Lumbar facet joint arthropathy denotes pain that comes from the lumbar facet joints. In the neck, facet joint arthropathy is the most common cause of chronic neck pain. In the lumbar spine (the lower back), is the second-most common cause of chronic lower back pain. Chronic, again, being anything that lasts longer than three months.
The facet joints are these hinge joints in the back of the spine. They resist extension. They resist rotation. They are synovial joints. They are like knees, shoulders, hips, fingers; they have all the same basic parts as these other joints and just like a knee, shoulder, or a hip they can become arthritic, you can tear the capsule, they can become painful.
When lumbar facet joints are causing pain, they tend to be more painful while you are standing, extending. You can imagine with these facet joints, when you stand and you're walking you put more pressure on them and when you sit you take the pressure off of the facet joints. It doesn't always hold true, but in general, facet joints tend to be more painful with activities like standing and tend to feel a little better when you are sitting. The pain tends to be more dull, more achy. The diagnosis of lumbar facet joint pain begins with a good history, a good physical examination. The history and physical examination can certainly point towards a diagnosis, but they are not definitive for a diagnosis of lumbar facet joint pain. There are other things that can mimic lumbar facet joint pain and the characteristics that we typically associate with lumbar facet joint pain sometimes mimic other pathophysiologic processes.

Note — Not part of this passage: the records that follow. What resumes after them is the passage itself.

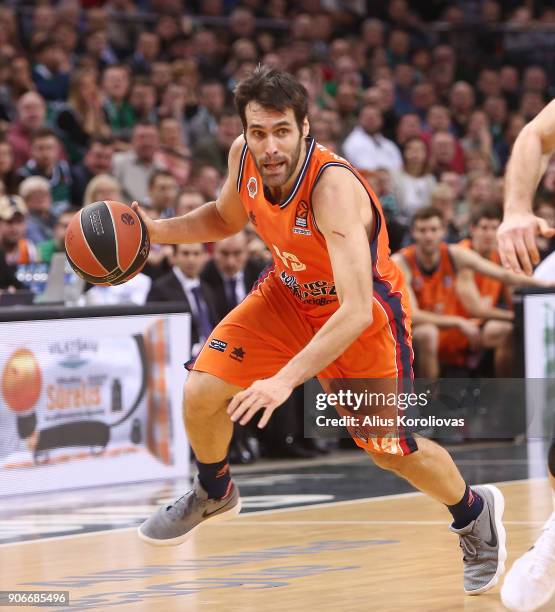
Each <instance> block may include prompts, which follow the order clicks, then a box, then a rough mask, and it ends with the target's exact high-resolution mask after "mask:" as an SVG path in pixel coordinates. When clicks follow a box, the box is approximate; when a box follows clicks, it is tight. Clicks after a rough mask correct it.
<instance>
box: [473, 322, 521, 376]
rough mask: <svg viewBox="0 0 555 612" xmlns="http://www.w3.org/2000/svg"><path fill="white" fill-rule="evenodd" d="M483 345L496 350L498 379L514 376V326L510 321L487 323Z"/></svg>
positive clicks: (491, 348)
mask: <svg viewBox="0 0 555 612" xmlns="http://www.w3.org/2000/svg"><path fill="white" fill-rule="evenodd" d="M480 340H481V345H482V346H483V347H484V348H488V349H494V351H495V352H494V368H495V375H496V376H497V377H498V378H510V377H511V376H512V375H513V362H514V349H513V346H514V342H513V324H512V323H511V322H510V321H493V320H491V321H486V323H485V325H484V327H483V328H482V333H481V339H480Z"/></svg>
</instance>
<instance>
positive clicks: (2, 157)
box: [0, 140, 21, 195]
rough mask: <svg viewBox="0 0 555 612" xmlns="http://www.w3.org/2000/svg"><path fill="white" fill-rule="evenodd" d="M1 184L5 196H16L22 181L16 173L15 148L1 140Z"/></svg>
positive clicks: (9, 144) (0, 159) (9, 142)
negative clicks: (15, 193) (21, 180)
mask: <svg viewBox="0 0 555 612" xmlns="http://www.w3.org/2000/svg"><path fill="white" fill-rule="evenodd" d="M0 182H1V183H2V184H3V185H4V193H5V194H8V195H10V194H15V193H17V191H18V187H19V183H20V182H21V179H20V177H19V175H18V174H17V172H16V167H15V157H14V151H13V147H12V145H11V144H10V142H9V141H8V140H0Z"/></svg>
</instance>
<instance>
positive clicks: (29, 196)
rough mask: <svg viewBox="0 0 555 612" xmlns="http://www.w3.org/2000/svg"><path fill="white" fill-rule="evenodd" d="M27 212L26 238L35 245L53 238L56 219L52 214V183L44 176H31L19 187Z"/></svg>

Our imaging studies - x-rays, typically MRI - can also lead one down the path of thinking about lumbar facet joint pain and they certainly do a good job of ruling other things out, but again they're not going to be definitively diagnostic of lumbar facet joint pain. If you really want to find out whether or not the lumbar facet joints are causing the lower back pain, the gold standard diagnostic test is to take a little needle under an x-ray - or fluoroscope - and put a little bit of lidocaine - novacaine, numbing medicine - around the nerve that goes to the facet joint and when that takes away the pain, then you're more confident of your diagnosis of lumbar facet joint pain.
There are three basic ways of treating lumbar facet joint pain. The first is biomechanical - physical therapy. It's stretching, it's strengthening. It's basically getting the muscles right to help take the pressure off the spine so that, ideally, the spine can essentially take care of itself and the facet joints have a chance to heal. Now sometimes, when either the pain is too great to participate with physical therapy or if the pain is just not getting better with physical therapy what the physician can do is put a little bit of steroid into the facet joints by doing an injection under fluoroscopy or under an x-ray and what this does - it doesn't fix a tear in the capsule, it doesn't fix the arthritis, but what it does do is it reduces the inflammation back down to zero. It opens up this window of opportunity during which a patient doesn't have that pain, doesn't have the inflammation and, ideally, the patient can take advantage of that window of opportunity to stretch, to strengthen, to stretch the hip flexors, strengthen the core, and help tweak the mechanics and take the pressure off the spine so that they're not sitting back there having to do the injection again in 3/6/9/12 months.
When that process is not taking the pain away, there is a more definitive treatment for lumbar facet joint pain and that's something called radiofrequency rhizotomy. Essentially what this is is putting a needle, again under fluoroscopy, next to the little nerve - the medial branch, the dorsal ramus - that innervates the facet joint and using radiofrequency energy to de-innervate the facet joint. So it's sort of like the phone is still ringing but you cut the cord you don't hear it. The facet joint may still have a tear in the capsule, there may still be arthritis there, it may still be capable of causing pain were there to be a sensory nerve going to that joint, but since that nerve is not there - and it turns out that, for all intensive purposes, you don't really need that nerve - you don't experience the pain anymore. Now, that nerve tends to regenerate and typically over the course of six to eighteen months - usually around a year - the nerve will tend to regenerate and if nothing has changed biomechanically, the pain will tend to return. Then you have to go back in and do it again. So, ideally here too we think of radiofrequency rhizotomy as more of a prolonged window of opportunity during which, ideally again, the patient can take advantage of that time to stretch, to strengthen, to be more active to unload that joint so that when the nerve — if the nerve is to regenerate, the pain doesn't return because the biomechanics have been shifted enough so that the same stresses aren't going through the joint.
Lumbar facet joint arthropathy - or arthritis of the facet joints in the lower back - is the second most common cause of chronic lower back pain. A proper diagnosis including an injection of lidocaine into the facet joint is done to confirm this condition as a cause of the pain. Treatments focus on building strength around the spine so that less force is put on the joints and relieving the pain so the exercises needed to build that strength can be performed.
Editorial note: Not mentioned in this video is the use of chiropractic manipulations, which can be useful as part of a comprehensive treatment plan for lumbar facet joint arthropathy.